Super-resolution of paediatric ultra-low-field MRI using generative adversarial networks

Poster No:

1623 

Submission Type:

Abstract Submission 

Authors:

Levente Baljer1, Ula Briski1, Niall Bourke1, Kirsten Donald2, Steven Williams1, Rosalyn Moran1, Emma Robinson1, Frantisek Váša3, Simone Williams2

Institutions:

1King's College London, London, London, 2University of Capetown, Capetown, Capetown, 3Dept of Neuroimaging, Institute of Psychiatry, Psychology, and Neuroscience, King’s College London, London, United Kingdom

First Author:

Levente Baljer  
King's College London
London, London

Co-Author(s):

Ula Briski  
King's College London
London, London
Niall Bourke  
King's College London
London, London
Kirsten Donald  
University of Capetown
Capetown, Capetown
Steven Williams  
King's College London
London, London
Rosalyn Moran  
King's College London
London, London
Emma Robinson  
King's College London
London, London
Frantisek Váša  
Dept of Neuroimaging, Institute of Psychiatry, Psychology, and Neuroscience, King’s College London
London, United Kingdom
Simone Williams  
University of Capetown
Capetown, Capetown

Introduction:

Magnetic resonance imaging (MRI) is integral for assessment of paediatric neurodevelopment, but modern MRI systems are large and expensive. Recent ultra-low-field (ULF) MRI systems such as the 64mT Hyperfine Swoop (Deoni et al., 2021) show great promise in widening MRI accessibility and reducing cost. Imaging at low field strengths comes at the cost of lower spatial resolution and signal-to-noise ratio, although these can be mitigated by deep-learning super-resolution (SR) (Iglesias, 2023).
One such approach involves generative adversarial networks (GANs) with convolutional neural network (CNN) backbones, which have cemented themselves as the state-of-the-art in numerous medical image synthesis tasks (Skandarani, 2023). CNNs, however, are specialised for the extraction of local image features, neglecting long-range spatial dependencies.
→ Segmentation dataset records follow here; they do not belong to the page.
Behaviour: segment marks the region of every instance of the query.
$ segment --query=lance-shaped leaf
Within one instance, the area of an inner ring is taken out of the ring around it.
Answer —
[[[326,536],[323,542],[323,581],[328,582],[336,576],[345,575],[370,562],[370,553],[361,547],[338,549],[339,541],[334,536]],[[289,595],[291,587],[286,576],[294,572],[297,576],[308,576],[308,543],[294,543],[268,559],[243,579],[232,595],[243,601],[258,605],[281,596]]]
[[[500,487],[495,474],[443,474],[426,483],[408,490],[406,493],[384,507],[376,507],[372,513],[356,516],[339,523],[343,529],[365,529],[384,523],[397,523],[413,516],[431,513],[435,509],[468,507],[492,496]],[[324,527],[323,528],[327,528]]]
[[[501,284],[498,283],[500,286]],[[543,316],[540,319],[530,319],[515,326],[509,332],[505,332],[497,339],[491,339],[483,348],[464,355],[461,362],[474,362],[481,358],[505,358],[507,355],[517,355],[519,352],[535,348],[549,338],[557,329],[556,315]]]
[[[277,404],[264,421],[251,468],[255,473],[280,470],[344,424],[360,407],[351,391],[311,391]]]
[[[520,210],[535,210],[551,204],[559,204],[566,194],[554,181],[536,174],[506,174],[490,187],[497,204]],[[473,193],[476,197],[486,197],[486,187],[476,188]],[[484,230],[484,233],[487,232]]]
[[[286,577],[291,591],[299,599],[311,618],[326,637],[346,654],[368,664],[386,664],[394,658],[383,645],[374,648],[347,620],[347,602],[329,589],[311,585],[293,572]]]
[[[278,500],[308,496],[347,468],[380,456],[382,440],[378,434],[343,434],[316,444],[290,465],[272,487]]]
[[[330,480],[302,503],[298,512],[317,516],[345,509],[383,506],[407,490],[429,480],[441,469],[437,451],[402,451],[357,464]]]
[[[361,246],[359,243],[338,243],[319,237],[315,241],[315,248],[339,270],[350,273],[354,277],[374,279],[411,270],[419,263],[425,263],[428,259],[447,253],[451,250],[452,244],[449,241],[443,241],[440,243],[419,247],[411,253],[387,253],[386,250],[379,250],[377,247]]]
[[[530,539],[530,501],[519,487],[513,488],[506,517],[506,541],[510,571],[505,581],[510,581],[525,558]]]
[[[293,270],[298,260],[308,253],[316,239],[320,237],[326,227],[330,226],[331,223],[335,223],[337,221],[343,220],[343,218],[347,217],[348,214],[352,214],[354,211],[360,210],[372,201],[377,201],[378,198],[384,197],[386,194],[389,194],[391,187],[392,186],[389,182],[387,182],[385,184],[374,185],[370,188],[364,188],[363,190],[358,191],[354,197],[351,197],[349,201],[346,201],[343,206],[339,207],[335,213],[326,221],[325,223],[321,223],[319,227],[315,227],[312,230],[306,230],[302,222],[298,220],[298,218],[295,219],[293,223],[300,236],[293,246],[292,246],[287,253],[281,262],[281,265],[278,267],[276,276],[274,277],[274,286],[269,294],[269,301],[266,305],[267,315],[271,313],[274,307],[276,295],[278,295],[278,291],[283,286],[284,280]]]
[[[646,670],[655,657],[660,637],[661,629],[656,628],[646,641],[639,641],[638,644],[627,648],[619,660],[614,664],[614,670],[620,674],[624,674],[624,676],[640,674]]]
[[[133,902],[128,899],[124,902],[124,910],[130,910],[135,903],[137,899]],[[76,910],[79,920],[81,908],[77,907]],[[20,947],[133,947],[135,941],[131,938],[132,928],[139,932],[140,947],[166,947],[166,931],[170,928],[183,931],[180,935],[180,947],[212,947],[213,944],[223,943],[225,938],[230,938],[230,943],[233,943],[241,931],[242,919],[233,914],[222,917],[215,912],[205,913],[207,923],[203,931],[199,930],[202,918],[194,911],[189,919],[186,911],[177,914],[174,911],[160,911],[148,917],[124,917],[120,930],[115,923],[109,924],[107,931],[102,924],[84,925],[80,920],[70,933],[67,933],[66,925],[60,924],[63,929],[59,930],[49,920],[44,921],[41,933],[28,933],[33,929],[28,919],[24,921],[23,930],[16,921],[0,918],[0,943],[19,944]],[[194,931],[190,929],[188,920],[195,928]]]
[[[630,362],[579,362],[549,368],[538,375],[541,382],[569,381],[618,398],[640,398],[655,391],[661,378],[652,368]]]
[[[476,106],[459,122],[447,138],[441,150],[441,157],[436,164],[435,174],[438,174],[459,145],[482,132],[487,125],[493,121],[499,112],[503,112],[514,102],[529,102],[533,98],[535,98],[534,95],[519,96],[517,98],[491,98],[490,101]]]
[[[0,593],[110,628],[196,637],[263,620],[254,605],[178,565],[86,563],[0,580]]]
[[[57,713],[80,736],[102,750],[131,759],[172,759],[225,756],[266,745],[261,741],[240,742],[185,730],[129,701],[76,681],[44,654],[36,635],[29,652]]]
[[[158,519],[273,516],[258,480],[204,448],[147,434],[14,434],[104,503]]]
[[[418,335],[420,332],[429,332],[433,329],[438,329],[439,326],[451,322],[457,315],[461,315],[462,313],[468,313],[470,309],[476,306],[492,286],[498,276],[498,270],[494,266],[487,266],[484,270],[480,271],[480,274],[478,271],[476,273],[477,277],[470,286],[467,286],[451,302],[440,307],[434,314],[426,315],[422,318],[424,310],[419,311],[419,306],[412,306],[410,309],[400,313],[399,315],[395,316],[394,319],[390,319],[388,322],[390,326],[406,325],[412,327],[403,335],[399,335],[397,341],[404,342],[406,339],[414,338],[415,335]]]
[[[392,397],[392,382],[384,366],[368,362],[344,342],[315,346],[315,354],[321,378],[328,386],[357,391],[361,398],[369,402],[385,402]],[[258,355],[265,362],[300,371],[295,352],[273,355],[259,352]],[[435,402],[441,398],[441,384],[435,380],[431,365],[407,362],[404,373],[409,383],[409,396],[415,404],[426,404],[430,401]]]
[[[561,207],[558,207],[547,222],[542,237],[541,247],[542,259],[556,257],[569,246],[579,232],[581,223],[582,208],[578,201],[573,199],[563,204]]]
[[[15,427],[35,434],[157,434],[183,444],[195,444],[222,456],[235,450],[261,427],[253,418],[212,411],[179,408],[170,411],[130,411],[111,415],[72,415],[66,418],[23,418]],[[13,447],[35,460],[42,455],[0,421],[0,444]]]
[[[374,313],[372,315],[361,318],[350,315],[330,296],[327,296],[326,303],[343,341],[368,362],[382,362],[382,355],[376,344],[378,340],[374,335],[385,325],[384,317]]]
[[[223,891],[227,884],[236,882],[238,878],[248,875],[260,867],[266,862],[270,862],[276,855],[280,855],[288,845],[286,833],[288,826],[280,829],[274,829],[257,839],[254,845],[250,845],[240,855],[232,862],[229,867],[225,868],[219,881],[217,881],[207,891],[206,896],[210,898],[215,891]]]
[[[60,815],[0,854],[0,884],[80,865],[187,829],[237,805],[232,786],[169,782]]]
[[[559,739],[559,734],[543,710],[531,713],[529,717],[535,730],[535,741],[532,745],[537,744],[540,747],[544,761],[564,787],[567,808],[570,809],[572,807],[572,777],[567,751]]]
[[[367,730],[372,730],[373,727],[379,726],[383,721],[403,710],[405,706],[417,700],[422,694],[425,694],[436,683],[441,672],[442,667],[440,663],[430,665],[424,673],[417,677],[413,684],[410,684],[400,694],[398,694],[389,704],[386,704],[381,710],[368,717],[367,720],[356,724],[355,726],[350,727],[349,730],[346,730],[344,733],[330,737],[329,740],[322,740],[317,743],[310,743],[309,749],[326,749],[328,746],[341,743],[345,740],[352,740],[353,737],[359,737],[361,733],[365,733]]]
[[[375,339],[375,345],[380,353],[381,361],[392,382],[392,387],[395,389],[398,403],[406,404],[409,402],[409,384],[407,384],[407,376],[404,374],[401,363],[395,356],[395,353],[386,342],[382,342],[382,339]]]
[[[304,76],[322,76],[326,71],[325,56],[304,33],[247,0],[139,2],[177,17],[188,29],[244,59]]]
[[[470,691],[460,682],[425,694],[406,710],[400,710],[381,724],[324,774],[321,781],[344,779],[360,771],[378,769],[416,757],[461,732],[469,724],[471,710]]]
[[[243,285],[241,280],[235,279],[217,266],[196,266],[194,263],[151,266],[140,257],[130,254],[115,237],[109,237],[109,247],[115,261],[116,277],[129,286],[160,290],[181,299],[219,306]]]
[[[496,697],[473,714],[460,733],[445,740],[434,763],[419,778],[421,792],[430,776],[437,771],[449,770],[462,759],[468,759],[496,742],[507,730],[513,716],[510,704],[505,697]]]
On the other hand, vision transformers (ViTs) are able to map global context using attention operators. As such, fusing these two approaches allows a model to capture a diverse set of feature representations, in turn yielding higher quality output images.

Methods:

We trained a GAN using a custom 3D variant of ResViT (Atli, 2024) as our generator, and a discriminator based on the conditional PatchGAN from (Isola, 2016). The dataset included paired ULF (64mT Hyperfine Swoop T2w; 1.5x1.5x5 mm) and high-field (Siemens 3T T2w; 1x1x1 mm) MRI scans from 97 subjects, aged 3-18 months. We split the data into a training/validation/test split of 70/7/20. As such, 70 subjects were used to train the model, 7 subjects to monitor validation loss, and 20 subjects to evaluate model performance. For the latter, we compared model outputs with reference standard 3T scans via the following voxel-wise metrics: normalised root mean squared error (NRMSE), peak signal-to-noise ratio (PSNR) and structural similarity index measure (SSIM). Furthermore, we used learned perceptual image patch similarity (LPIPS) to quantify perceptual similarity between model outputs and reference scans. By using a large pre-trained image classifier (AlexNet) to extract image features from two sets of images, then calculating distance at the level of these features, LPIPS has been found to correspond remarkably well with human visual assessment. To benchmark our model against other popular GAN architectures, we repeated the above analyses using Pix2pix, a conditional GAN designed for paired images (Isola, 2016), and Ea-GAN, consisting of Pix2pix with an additional Sobel filter for edge detection (Yu, 2019).

Results:

We found that our model outperformed other state-of-the-art GAN architectures in both voxel-wise metrics and perceptual similarity. This is evidenced by an NRMSE, PSNR and SSIM of 0.343, 28.567 and 0.916, respectively for our 3D-ResViT, improving upon both Pix2pix and Ea-GAN across all three metrics (Table 1). Furthermore, we achieve an LPIPS score of 0.0218, showcasing a 1.2% improvement over Pix2pix and a 17.8% improvement over Ea-GAN in producing more perceptually similar images to 3T scans (Table 1, Figure 1).
Supporting Image: Table1.png
Supporting Image: Figure1.png
 

Conclusions:

We demonstrate that by endowing a generator with both CNN and ViT blocks allows it out to outperform traditional, purely CNN-based generators in an adversarial training scheme. Whereas CNNs focus on capturing local information in neighbouring groups of voxels, our model preserves both local precision and global context via an interplay of convolutional and attention operators. This, in turn, allows generated images to be of higher quality and closer alignment to reference 3T scans.

Lifespan Development:

Early life, Adolescence, Aging 2

Modeling and Analysis Methods:

Methods Development
Other Methods 1

Novel Imaging Acquisition Methods:

Anatomical MRI

Keywords:

Machine Learning
MRI
PEDIATRIC
STRUCTURAL MRI

1|2Indicates the priority used for review

Abstract Information

By submitting your proposal, you grant permission for the Organization for Human Brain Mapping (OHBM) to distribute your work in any format, including video, audio print and electronic text through OHBM OnDemand, social media channels, the OHBM website, or other electronic publications and media.

I accept

The Open Science Special Interest Group (OSSIG) is introducing a reproducibility challenge for OHBM 2025. This new initiative aims to enhance the reproducibility of scientific results and foster collaborations between labs. Teams will consist of a “source” party and a “reproducing” party, and will be evaluated on the success of their replication, the openness of the source work, and additional deliverables. Click here for more information. Propose your OHBM abstract(s) as source work for future OHBM meetings by selecting one of the following options:

I do not want to participate in the reproducibility challenge.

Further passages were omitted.